Wild's memoirs are scheduled to be published in a few months by Carnegie Mellon Press.
His last public performance was in 2007 at Walt Disney Concert Hall in Los Angeles, where he was presented with the National Academy of Recording Arts & Sciences' Presidential Merit Award.
That Grammy tribute highlighted the many firsts Wild had in his career, including playing on the first commercial radio station in the U.S. in 1929, and making the first TV broadcast by a pianist in 1939 and first TV performance for soloist and orchestra of Gershwin's Rhapsody in Blue in 1942. In 1987, he streamed the first piano performance over the internet.
Associated with Gershwin
He became a household name with his appearance and his performance of other Gershwin favourites, including his piano transcriptions of Porgy and Bess. He was a staff pianist for ABC until 1968 and created music for the Sid Caesar TV show.

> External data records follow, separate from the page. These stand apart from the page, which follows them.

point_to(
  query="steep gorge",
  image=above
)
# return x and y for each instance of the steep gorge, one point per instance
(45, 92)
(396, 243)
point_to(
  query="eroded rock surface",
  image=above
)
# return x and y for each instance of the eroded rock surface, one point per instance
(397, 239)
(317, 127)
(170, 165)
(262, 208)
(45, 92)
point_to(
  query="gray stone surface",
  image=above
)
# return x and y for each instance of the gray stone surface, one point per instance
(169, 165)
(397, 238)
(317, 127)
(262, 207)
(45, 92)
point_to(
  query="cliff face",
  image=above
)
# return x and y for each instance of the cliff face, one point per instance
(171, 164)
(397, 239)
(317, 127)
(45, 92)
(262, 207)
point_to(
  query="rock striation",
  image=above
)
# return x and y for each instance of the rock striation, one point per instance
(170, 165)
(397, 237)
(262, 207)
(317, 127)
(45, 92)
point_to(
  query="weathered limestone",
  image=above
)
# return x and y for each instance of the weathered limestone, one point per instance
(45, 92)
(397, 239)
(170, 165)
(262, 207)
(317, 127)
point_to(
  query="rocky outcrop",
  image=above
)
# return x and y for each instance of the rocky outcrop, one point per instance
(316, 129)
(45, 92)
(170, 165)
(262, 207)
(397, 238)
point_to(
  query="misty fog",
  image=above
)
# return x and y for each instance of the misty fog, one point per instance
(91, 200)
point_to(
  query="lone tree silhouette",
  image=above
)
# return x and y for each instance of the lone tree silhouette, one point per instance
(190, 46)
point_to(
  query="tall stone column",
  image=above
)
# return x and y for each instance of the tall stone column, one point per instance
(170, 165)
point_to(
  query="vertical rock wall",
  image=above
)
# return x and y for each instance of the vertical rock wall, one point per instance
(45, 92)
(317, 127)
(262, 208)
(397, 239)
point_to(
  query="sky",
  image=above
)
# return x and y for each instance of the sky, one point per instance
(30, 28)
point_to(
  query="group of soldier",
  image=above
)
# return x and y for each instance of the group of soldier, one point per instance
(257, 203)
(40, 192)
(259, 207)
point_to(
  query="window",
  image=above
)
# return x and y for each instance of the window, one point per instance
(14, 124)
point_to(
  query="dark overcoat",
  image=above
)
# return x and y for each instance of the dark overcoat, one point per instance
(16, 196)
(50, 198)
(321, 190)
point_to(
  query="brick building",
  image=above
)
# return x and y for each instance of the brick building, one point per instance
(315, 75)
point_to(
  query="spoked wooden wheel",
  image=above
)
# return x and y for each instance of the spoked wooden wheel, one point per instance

But he was primarily a Romantic classical pianist, known for his interpretation of Rachmaninoff, Chopin and Liszt.
Born Nov. 15, 1915 in Pittsburgh, Wild was a child prodigy on the piano. He learned his craft from students of Liszt and Ravel and was awarded a scholarship to Pittsburgh's Carnegie Tech, now Carnegie Mellon University.
He had large hands — an advantage for a pianist — as well as perfect pitch, and played for radio throughout his teen years.
In 1937, he joined the NBC network in New York as a staff pianist, which led to work with the NBC Symphony Orchestra under conductor Arturo Toscanini. This led to his premiere on TV in 1939 and his performance of Rhapsody in Blue in 1942. Wild had never before interpreted Gershwin, but soon added jazz to his repertoire and was associated with Gershwin by the American public.
During the Second World War, he served in the navy, playing flute as well as playing piano with the U.S. Navy Symphony Orchestra and giving solo piano recitals at the White House for President Franklin Roosevelt. He subsequently performed for five more presidents.
A pioneer in TV
After the war he joined newly formed ABC and began conducting, composing and playing for the new network. In 1962, ABC commissioned him to compose an Easter oratorio, Revelations, based on the visions of St. John the Divine.
He also composed a choral work based on an American Indian legend, The Turquoise Horse, along with piano variations on Camptown Races as well as much of the music for ABC productions.
At the same time, he maintained an international concert career, appearing on stages around the world.
He performed Shostakovich's Piano Trio in E minor on NBC radio, and premiered Paul Creston's Piano Concerto in 1949 and Marvin David Levy's Piano Concerto, a work specially composed for him, in 1970.
Wild's recorded works include 35 piano concertos, 26 chamber works and numerous solo piano pieces, among them the complete Chopin nocturnes.
In 1997, he won a Grammy Award for Earl Wild: The Romantic Master, devoted to virtuoso piano transcriptions of music by Handel, Bach, Mozart, Chopin, Johann Strauss Jr. and Rachmaninoff.
He is survived by Davis, his companion of 38 years.